Acqua dolce / Semi-acquatica

Umidita'

80 - 100 %

Temperatura giorno

24 - 28 °C

Temperatura ambiente

24 °C

Temperatura notte

18 - 22 °C

Punto basking

30 °C

Taglia adulta

14 cm

Terrario minimo

>= 100 L

UVB

Moderate

Descrizione della specie

Origine e Habitat: Diffusa in tutto l'est del Nord America (dal Canada alla Florida). Popolano fiumi lenti, paludi, laghi e stagni fangosi ricchi di vegetazione acquatica. Sono pessime nuotatrici: passano la vita a 'camminare' sul fondo melmoso alla ricerca di chiocciole, nascondendosi sotto rami sommersi e radici.
Tassonomia e Genetica: Famiglia Kinosternidae (Tartarughe del fango e muschiate). Non esistono morph commerciali, mantengono una colorazione omogenea grigio-marrone o nera per mimetizzarsi col fondale. Ottima alternativa ecologica ed etica alla Trachemys scripta, poiché non richiedono laghetti esterni da migliaia di litri in età adulta e non sono una specie invasiva pericolosa.
Comportamento e Abitudini: Timide e irascibili. Il nome 'muschiata' o 'puzzolente' (Stinkpot) deriva dalla loro capacità di secernere un liquido giallastro e fetido dalle ghiandole poste ai lati del carapace se si sentono in pericolo di vita (sebbene in cattività lo facciano molto di rado).
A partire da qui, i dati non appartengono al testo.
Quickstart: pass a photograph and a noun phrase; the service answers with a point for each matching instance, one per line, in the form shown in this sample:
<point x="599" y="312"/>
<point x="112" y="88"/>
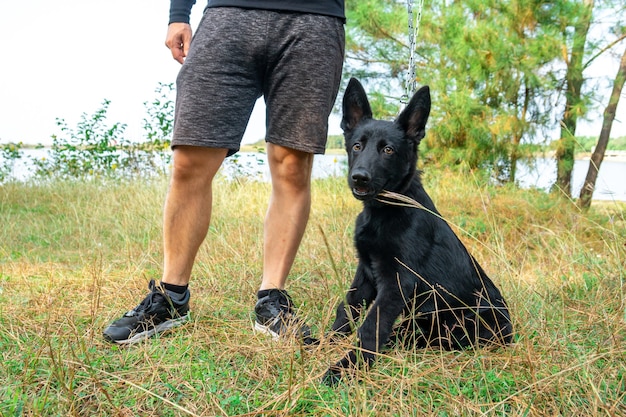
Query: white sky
<point x="63" y="58"/>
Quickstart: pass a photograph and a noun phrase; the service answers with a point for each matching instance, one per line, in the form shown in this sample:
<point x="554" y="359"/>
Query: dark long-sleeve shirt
<point x="180" y="10"/>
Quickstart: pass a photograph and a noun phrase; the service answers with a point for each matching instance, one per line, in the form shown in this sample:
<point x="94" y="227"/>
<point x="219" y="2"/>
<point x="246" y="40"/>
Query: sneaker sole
<point x="259" y="328"/>
<point x="160" y="328"/>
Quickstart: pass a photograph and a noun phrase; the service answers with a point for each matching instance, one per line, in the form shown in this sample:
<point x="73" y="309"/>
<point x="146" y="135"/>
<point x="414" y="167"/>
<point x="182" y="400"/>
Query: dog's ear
<point x="356" y="107"/>
<point x="413" y="118"/>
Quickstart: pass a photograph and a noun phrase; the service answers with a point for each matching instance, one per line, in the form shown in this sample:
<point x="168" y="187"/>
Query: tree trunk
<point x="598" y="154"/>
<point x="574" y="78"/>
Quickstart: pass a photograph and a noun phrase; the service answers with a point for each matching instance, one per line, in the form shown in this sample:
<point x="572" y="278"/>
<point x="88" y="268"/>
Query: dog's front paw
<point x="332" y="377"/>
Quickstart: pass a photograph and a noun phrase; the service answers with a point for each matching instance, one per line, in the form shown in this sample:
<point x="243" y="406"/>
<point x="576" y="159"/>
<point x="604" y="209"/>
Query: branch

Se afferrate, estendono il lungo collo in modo fulmineo cercando di mordere le dita con le loro taglienti mascelle a becco. Passano ore in apnea camminando sul fondo e raramente escono dall'acqua per fare basking (prendere il sole).
Morfologia: Tartarughe nane: i maschi non superano i 10 cm, le femmine i 13-14 cm. Il carapace (guscio superiore) è fortemente a cupola (bombato), liscio e solitamente coperto di alghe in natura, mentre il piastrone (guscio inferiore) è ridottissimo, a forma di croce, esponendo gran parte della pelle delle zampe. Hanno un muso appuntito e due minuscoli barbigli sensoriali sotto il mento per scovare le prede nel fango. I maschi hanno una coda lunghissima e tozza che finisce con un'unghia cornea, mentre le femmine hanno code corte e tozze.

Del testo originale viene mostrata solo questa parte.